Tuesday, February 16, 2010

Good week in Afghanistan

The fight against the Taliban appears to be bearing some significant fruit. First, there was this week's successful offensive against the Taliban stronghold of Marjah in Helmud province.

Now comes word, that Pakistani and U.S. forces also captured the Afghan Taliban's military leader last week.
The Afghan Taliban's second in command, Mullah Abdul Ghani Baradar, was captured last week in Karachi during a joint operation by Pakistan's intelligence service and the CIA, according to U.S. and Pakistani sources.
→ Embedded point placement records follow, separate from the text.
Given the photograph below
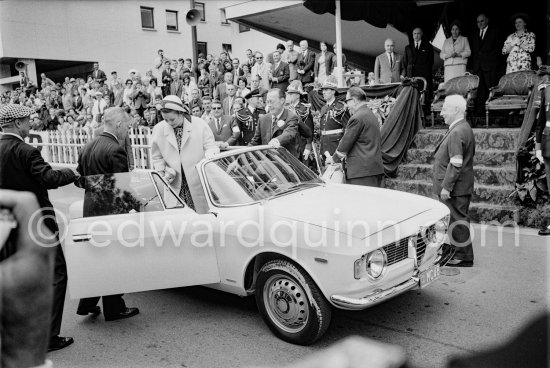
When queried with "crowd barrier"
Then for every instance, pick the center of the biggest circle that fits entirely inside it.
(62, 148)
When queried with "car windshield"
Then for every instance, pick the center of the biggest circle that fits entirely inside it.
(256, 175)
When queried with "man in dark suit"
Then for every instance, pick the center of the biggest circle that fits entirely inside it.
(359, 148)
(250, 115)
(280, 74)
(98, 75)
(306, 62)
(542, 147)
(224, 127)
(388, 67)
(105, 155)
(23, 168)
(486, 47)
(279, 127)
(453, 179)
(306, 126)
(418, 62)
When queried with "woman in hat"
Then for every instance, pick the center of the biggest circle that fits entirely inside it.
(519, 45)
(178, 143)
(455, 53)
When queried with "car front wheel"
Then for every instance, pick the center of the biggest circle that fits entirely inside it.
(290, 303)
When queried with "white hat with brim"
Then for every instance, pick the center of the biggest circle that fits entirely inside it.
(173, 102)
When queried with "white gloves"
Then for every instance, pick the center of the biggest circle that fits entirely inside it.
(538, 154)
(169, 175)
(274, 143)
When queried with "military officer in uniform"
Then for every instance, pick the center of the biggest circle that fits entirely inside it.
(249, 116)
(305, 124)
(453, 180)
(333, 118)
(542, 146)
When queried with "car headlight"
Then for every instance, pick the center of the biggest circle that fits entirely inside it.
(372, 265)
(437, 233)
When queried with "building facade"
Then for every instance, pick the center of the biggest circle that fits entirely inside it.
(64, 38)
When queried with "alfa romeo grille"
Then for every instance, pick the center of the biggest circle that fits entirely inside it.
(398, 251)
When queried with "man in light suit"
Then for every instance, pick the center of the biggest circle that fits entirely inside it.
(224, 127)
(388, 67)
(279, 127)
(280, 74)
(359, 147)
(306, 62)
(453, 180)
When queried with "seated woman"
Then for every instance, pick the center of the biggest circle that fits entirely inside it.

Deputy to Taliban leader Mohammad Omar, Baradar has been considered by many to be in de facto control of the insurgent organization in recent years. His capture is by far the most important detention since the beginning of the war in Afghanistan in 2001 and the first known capture of a top-ranking insurgent during the Obama administration.
The capture should provide a treasure trove of information, especially since the administration managed to keep the capture under wraps for several days.

The administration has had several notable successes killing Al Qaeda and Taliban militants, including high-ranking militants in Somalia, Yemen, and Pakistan. However, this represents it's first capture of a top leader.
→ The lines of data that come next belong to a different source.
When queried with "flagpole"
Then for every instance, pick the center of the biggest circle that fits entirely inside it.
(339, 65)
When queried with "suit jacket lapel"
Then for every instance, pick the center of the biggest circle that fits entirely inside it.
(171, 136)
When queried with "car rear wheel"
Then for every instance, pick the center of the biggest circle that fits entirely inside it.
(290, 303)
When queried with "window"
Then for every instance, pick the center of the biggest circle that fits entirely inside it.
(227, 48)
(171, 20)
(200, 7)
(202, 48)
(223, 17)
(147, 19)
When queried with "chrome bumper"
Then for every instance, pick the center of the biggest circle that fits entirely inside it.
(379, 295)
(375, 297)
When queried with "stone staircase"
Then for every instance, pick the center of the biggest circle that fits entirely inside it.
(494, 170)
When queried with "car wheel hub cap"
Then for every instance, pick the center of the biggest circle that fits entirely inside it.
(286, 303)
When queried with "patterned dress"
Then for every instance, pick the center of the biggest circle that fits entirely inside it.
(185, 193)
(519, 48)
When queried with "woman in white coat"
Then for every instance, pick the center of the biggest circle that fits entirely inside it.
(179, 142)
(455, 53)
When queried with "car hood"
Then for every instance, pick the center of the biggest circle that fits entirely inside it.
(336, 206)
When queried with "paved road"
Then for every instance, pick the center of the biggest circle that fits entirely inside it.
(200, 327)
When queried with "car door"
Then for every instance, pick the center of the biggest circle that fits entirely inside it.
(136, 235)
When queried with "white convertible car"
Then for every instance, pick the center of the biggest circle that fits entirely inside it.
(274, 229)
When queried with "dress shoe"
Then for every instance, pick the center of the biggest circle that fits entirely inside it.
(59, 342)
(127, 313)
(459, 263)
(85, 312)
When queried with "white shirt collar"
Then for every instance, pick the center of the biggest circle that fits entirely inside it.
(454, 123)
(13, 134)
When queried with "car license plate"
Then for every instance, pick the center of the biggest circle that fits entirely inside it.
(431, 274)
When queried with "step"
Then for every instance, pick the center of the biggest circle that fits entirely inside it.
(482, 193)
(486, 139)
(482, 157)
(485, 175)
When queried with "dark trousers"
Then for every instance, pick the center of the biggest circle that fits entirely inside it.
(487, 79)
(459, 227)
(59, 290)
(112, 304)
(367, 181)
It also represents the first important test of whether the U.S. can successfully extract intelligence from a top and immediately dangerous captive under the administration's new interrogation policies.

It will also be interesting to see how Dick Cheney, Sarah Palin and the rest of the Party of No spin the last week's events as failures (give credit to Glenn Beck for boldly jumping right to the front of the idiot line and saying that we should have immediately shot Baradar in the head "before we what release him into primary schools in New York City").

1 comment:

Fec said...

Ironically, Baradar should count himself fortunate not to have been targeted for assassination as were money of his subordinates.

Meanwhile, rules of conduct prevent our military from firing at combatants who aren't actually carrying weapons.

Combine that with Marines being asked to prosecute counterinsurgency by making friends and building schools and hospitals.

Attempting to convince opium farmers to grow wheat is just more evidence of our schizophrenic policies.

I support our military, but not the government's misuse of it.